Ia menambahkan, dirinya tetap menyambut baik RAT karena ini adalah hak anggota koperasi untuk mengetahui kondisi dan pengelolaan keuangan. Soal keuangan koperasi, Amros menegaskan: “Tabungan atau simpanan wajib sebesar 10.000 ribu di kas kami sudah dikelola sebaik mungkin oleh bendahara koperasi. Semua usaha ini demi kebaikan dan kesejahteraan anggota koperasi, bukan untuk kepentingan pribadi.”
Ketua koperasi menambahkan bahwa RAT akan digelar “paling dekat”. Ia menekankan bahwa pelaksanaan RAT adalah bagian dari transparansi dan akuntabilitas koperasi, sekaligus hak anggota untuk mengetahui kondisi keuangan dan kegiatan koperasi.
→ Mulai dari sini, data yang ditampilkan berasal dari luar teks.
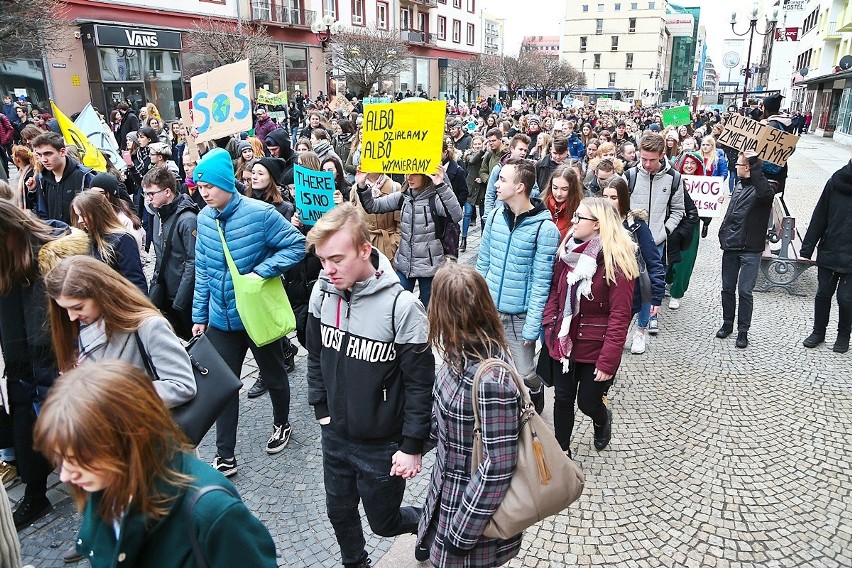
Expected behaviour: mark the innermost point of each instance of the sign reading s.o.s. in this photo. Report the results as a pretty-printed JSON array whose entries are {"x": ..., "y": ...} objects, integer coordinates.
[{"x": 221, "y": 102}]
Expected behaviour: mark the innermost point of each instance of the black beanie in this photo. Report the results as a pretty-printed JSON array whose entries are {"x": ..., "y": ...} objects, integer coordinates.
[
  {"x": 275, "y": 167},
  {"x": 107, "y": 182}
]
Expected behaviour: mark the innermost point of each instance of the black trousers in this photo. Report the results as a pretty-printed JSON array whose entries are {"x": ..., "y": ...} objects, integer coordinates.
[
  {"x": 233, "y": 346},
  {"x": 829, "y": 282},
  {"x": 577, "y": 384}
]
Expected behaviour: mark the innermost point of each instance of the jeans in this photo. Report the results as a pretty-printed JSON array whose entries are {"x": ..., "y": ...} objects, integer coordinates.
[
  {"x": 232, "y": 346},
  {"x": 578, "y": 383},
  {"x": 353, "y": 472},
  {"x": 828, "y": 282},
  {"x": 522, "y": 355},
  {"x": 739, "y": 273},
  {"x": 468, "y": 215},
  {"x": 425, "y": 286}
]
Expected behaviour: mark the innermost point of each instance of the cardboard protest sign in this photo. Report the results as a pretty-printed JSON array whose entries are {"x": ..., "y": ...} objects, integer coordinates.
[
  {"x": 186, "y": 117},
  {"x": 705, "y": 191},
  {"x": 314, "y": 194},
  {"x": 677, "y": 116},
  {"x": 265, "y": 97},
  {"x": 403, "y": 138},
  {"x": 771, "y": 144},
  {"x": 221, "y": 101}
]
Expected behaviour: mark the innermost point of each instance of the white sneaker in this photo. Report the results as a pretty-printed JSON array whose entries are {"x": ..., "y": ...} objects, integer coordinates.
[{"x": 638, "y": 345}]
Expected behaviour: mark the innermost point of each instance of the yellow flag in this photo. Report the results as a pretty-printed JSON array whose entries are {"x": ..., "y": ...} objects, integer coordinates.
[{"x": 89, "y": 154}]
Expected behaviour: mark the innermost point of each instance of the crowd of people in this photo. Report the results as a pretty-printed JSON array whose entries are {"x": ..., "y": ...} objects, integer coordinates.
[{"x": 585, "y": 226}]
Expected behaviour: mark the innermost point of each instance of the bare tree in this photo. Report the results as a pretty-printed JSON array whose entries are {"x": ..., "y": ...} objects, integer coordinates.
[
  {"x": 29, "y": 28},
  {"x": 480, "y": 71},
  {"x": 365, "y": 56},
  {"x": 219, "y": 42}
]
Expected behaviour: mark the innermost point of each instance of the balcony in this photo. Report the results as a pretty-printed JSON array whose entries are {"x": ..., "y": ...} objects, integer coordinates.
[{"x": 279, "y": 13}]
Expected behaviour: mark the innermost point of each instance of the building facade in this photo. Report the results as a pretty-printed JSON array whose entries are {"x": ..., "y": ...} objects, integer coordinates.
[{"x": 617, "y": 44}]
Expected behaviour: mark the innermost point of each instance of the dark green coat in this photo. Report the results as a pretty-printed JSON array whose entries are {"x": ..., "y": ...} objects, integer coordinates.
[{"x": 227, "y": 531}]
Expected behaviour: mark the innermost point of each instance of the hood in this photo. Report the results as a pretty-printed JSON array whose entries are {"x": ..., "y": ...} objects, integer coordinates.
[{"x": 383, "y": 277}]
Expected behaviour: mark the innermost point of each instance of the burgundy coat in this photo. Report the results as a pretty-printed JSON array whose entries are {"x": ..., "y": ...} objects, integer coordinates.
[{"x": 600, "y": 328}]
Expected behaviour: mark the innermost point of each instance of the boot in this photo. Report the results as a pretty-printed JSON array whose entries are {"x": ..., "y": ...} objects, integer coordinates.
[
  {"x": 813, "y": 340},
  {"x": 603, "y": 433}
]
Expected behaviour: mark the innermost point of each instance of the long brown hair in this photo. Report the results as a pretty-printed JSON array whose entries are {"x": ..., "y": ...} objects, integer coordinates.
[
  {"x": 123, "y": 307},
  {"x": 108, "y": 418},
  {"x": 463, "y": 322},
  {"x": 21, "y": 235},
  {"x": 100, "y": 220}
]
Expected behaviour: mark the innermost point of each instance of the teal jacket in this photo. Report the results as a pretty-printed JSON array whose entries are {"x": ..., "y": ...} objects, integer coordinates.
[{"x": 228, "y": 533}]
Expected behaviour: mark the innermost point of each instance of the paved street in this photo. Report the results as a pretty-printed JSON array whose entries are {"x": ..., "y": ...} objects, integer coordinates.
[{"x": 719, "y": 456}]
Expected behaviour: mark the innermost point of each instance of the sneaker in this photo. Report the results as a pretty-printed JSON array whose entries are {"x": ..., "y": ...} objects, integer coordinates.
[
  {"x": 226, "y": 467},
  {"x": 8, "y": 473},
  {"x": 30, "y": 510},
  {"x": 639, "y": 343},
  {"x": 258, "y": 389},
  {"x": 653, "y": 326},
  {"x": 279, "y": 439}
]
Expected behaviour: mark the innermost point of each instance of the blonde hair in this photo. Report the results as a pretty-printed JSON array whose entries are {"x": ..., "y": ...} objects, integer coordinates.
[{"x": 618, "y": 248}]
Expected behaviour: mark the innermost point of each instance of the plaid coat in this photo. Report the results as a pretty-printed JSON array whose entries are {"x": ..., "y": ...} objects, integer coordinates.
[{"x": 459, "y": 505}]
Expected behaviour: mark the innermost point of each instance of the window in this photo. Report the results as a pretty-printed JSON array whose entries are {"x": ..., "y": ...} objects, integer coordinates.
[
  {"x": 382, "y": 15},
  {"x": 329, "y": 7},
  {"x": 357, "y": 12}
]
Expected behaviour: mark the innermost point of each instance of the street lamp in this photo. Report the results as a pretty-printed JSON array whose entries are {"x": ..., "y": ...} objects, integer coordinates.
[{"x": 771, "y": 20}]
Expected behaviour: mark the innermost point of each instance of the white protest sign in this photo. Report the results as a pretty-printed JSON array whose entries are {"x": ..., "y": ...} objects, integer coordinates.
[
  {"x": 221, "y": 101},
  {"x": 705, "y": 191}
]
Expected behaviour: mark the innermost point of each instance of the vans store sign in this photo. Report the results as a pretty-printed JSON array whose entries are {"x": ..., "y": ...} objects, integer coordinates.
[{"x": 115, "y": 36}]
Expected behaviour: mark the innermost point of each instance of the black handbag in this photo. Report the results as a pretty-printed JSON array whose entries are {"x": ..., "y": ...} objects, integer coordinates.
[{"x": 216, "y": 383}]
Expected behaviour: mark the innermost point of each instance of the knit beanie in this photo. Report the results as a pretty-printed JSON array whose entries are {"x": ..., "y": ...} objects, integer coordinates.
[
  {"x": 275, "y": 167},
  {"x": 216, "y": 169},
  {"x": 107, "y": 182}
]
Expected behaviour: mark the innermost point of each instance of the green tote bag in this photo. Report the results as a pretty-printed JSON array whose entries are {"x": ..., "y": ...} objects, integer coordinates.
[{"x": 262, "y": 303}]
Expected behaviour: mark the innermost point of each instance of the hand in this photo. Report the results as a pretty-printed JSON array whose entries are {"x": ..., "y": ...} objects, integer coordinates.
[
  {"x": 406, "y": 465},
  {"x": 600, "y": 376},
  {"x": 438, "y": 177}
]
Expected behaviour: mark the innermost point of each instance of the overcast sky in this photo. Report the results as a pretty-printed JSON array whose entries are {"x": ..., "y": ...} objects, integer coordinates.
[{"x": 538, "y": 17}]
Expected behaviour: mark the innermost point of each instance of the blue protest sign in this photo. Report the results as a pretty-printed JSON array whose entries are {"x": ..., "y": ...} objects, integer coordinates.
[{"x": 314, "y": 194}]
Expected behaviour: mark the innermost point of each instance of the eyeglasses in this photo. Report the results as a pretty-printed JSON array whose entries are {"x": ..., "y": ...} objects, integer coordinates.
[{"x": 576, "y": 218}]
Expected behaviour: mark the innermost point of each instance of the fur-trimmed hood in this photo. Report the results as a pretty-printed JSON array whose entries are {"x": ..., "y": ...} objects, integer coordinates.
[{"x": 77, "y": 242}]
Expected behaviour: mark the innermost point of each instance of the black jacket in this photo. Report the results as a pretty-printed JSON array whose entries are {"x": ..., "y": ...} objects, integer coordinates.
[
  {"x": 830, "y": 227},
  {"x": 178, "y": 275},
  {"x": 745, "y": 222}
]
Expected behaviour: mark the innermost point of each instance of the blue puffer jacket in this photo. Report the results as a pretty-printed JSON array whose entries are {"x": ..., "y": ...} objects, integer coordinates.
[
  {"x": 517, "y": 263},
  {"x": 260, "y": 240}
]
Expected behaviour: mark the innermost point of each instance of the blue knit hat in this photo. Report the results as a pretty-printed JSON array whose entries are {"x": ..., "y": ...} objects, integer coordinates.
[{"x": 216, "y": 169}]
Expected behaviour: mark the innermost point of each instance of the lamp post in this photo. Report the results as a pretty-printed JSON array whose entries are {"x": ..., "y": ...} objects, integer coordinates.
[{"x": 771, "y": 20}]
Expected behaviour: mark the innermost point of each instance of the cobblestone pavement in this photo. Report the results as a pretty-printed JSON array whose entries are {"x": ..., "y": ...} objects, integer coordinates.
[{"x": 719, "y": 456}]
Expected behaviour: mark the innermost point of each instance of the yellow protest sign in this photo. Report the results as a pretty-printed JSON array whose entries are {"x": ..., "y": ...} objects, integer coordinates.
[
  {"x": 771, "y": 144},
  {"x": 403, "y": 138},
  {"x": 90, "y": 156}
]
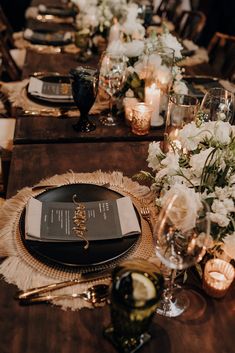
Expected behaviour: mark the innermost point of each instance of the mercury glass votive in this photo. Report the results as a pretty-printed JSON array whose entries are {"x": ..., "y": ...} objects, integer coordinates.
[
  {"x": 217, "y": 278},
  {"x": 129, "y": 103},
  {"x": 141, "y": 119}
]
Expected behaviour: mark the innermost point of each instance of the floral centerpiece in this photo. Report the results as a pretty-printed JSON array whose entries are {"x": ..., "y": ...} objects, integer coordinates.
[{"x": 200, "y": 166}]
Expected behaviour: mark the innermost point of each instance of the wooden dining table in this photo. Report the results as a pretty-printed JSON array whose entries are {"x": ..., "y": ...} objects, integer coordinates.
[
  {"x": 45, "y": 146},
  {"x": 43, "y": 328}
]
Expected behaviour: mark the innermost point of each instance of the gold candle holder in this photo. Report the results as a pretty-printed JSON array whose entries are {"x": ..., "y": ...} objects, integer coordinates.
[
  {"x": 217, "y": 278},
  {"x": 141, "y": 119},
  {"x": 129, "y": 104}
]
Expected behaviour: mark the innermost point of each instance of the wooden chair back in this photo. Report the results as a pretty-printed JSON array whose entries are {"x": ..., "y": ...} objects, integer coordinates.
[
  {"x": 167, "y": 9},
  {"x": 190, "y": 24},
  {"x": 8, "y": 64},
  {"x": 6, "y": 29},
  {"x": 221, "y": 50}
]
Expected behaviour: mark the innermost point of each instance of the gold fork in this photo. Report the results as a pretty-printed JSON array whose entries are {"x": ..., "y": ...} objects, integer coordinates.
[{"x": 146, "y": 214}]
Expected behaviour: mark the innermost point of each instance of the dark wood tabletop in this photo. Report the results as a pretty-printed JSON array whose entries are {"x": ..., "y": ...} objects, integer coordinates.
[
  {"x": 42, "y": 328},
  {"x": 48, "y": 146},
  {"x": 45, "y": 160},
  {"x": 57, "y": 130}
]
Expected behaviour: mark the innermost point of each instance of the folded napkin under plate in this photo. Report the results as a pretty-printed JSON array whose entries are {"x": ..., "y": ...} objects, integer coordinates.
[
  {"x": 24, "y": 268},
  {"x": 17, "y": 92},
  {"x": 72, "y": 222},
  {"x": 51, "y": 88},
  {"x": 51, "y": 38},
  {"x": 112, "y": 226}
]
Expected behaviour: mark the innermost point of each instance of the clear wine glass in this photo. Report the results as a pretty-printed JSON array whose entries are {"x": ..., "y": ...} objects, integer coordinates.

Situasi ini mencerminkan dinamika unik di desa, di mana pengurus koperasi berupaya menyeimbangkan antara kewajiban formal RAT dan saran tokoh masyarakat agar fokus ke kegiatan koperasi. Para pengamat menekankan bahwa keseimbangan ini penting untuk menjaga kepercayaan anggota sekaligus kelancaran operasional koperasi.